30 September 2006

Our Torturers

So, Americans are going to start torturing prisoners to gather "intelligence." Actually, you'll have to excuse me, for that is not quite right. We are going to start admittedly, brazenly torturing prisoners as a matter of public policy, rather than doing so surreptitiously. There are so many things wrong with that policy it is difficult to know where to begin. I thought that it would be appropriate to start with a passage from Jacobo Timmerman, Prisoner without a Name, Cell Without a Number, which is apprently out of print. Timmerman (1923-1999) was a prominent Argentine journalist and editor who was imprisoned by the Argentinian junta during their "dirty war" against subversion. He was imprisoned for thirty months without charges, while his family did not know where or why he was being held. And he was repeatedly tortured. Here is how he reflects on his experience:

"One might logically assume that I knew it all, knew what a political prisoner was, how he suffered in jail, the things a tortured man felt. But I knew nothing. And its impossible to convey what I now know.

In the long months of confinement, I often thought of how to transmit the pain that a tortured person undergoes. And always I concluded that it was impossible.

It is pain without point of reference, revelatory symbols or clues to serve as indicators.

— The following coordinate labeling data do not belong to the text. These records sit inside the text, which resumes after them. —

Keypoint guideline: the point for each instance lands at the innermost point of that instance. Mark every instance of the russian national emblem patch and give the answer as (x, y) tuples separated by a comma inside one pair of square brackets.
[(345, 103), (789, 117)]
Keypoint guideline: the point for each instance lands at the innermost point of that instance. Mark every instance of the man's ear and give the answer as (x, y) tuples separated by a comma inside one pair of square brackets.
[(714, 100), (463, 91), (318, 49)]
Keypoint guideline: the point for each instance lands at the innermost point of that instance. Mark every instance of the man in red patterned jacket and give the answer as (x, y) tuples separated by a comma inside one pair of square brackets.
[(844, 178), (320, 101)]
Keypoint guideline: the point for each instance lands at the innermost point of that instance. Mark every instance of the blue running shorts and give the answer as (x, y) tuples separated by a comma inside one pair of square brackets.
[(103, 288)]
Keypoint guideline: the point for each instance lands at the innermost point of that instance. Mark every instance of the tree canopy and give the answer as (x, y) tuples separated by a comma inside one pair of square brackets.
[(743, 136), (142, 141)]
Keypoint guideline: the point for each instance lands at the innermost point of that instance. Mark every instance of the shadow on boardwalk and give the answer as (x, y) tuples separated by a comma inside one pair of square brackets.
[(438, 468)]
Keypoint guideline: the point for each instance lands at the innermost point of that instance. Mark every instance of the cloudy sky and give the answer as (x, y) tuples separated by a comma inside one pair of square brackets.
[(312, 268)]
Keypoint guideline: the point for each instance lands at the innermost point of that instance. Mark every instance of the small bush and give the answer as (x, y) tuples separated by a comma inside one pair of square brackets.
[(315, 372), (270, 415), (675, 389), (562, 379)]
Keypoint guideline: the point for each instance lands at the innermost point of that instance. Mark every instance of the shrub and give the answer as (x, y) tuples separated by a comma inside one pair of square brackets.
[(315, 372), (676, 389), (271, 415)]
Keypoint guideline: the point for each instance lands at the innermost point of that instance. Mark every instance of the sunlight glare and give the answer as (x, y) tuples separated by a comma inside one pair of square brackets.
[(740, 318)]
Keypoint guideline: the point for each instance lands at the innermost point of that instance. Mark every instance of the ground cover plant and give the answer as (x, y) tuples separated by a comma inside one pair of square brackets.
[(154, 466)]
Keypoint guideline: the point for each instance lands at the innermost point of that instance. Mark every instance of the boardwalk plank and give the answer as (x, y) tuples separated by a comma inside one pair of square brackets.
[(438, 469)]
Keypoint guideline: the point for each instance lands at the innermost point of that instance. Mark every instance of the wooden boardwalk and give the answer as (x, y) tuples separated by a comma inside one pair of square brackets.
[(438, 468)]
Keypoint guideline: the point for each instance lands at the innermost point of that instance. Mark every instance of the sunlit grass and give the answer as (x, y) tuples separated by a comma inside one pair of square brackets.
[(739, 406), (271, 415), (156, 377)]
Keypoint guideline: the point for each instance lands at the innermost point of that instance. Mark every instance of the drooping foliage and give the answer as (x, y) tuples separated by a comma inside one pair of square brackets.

A man is shunted so quickly from one world to another that he’s unable to tap a reserve of energy so as to confront this unbridled violence. That is the first phase of torture: to take a man by surprise, without allowing him any reflex defense, even psychological. A man’s hands are shackled behind him, his eyes blindfolded. No one says a word. Blows are showered upon him. He’s placed on the ground and someone counts to en, but he’s not killed. A man is then led to what may be a canvas bed, or a table, striped, doused with water, tied to the ends of the bed or table, arms outstretched. And the application of electric shock begins. The amount of electricity transmitted by the electrodes - or whatever they’re called - is regulated so that it merely hurts, or burns, or destroys. It’s impossible to shout - you howl. At the onset of this long human howl, someone with soft hands supervises your heart, someone sticks his hand into your mouth and pulls your tongue out of it in order to prevent this man from choking. Someone places a piece of rubber in the man’s mouth to prevent him from biting his tongue or destroying his lips. A brief pause. And then it starts all over again. With insults this time. A brief pause. And then questions. A brief pause. And then words of hope. A brief pause. And then questions.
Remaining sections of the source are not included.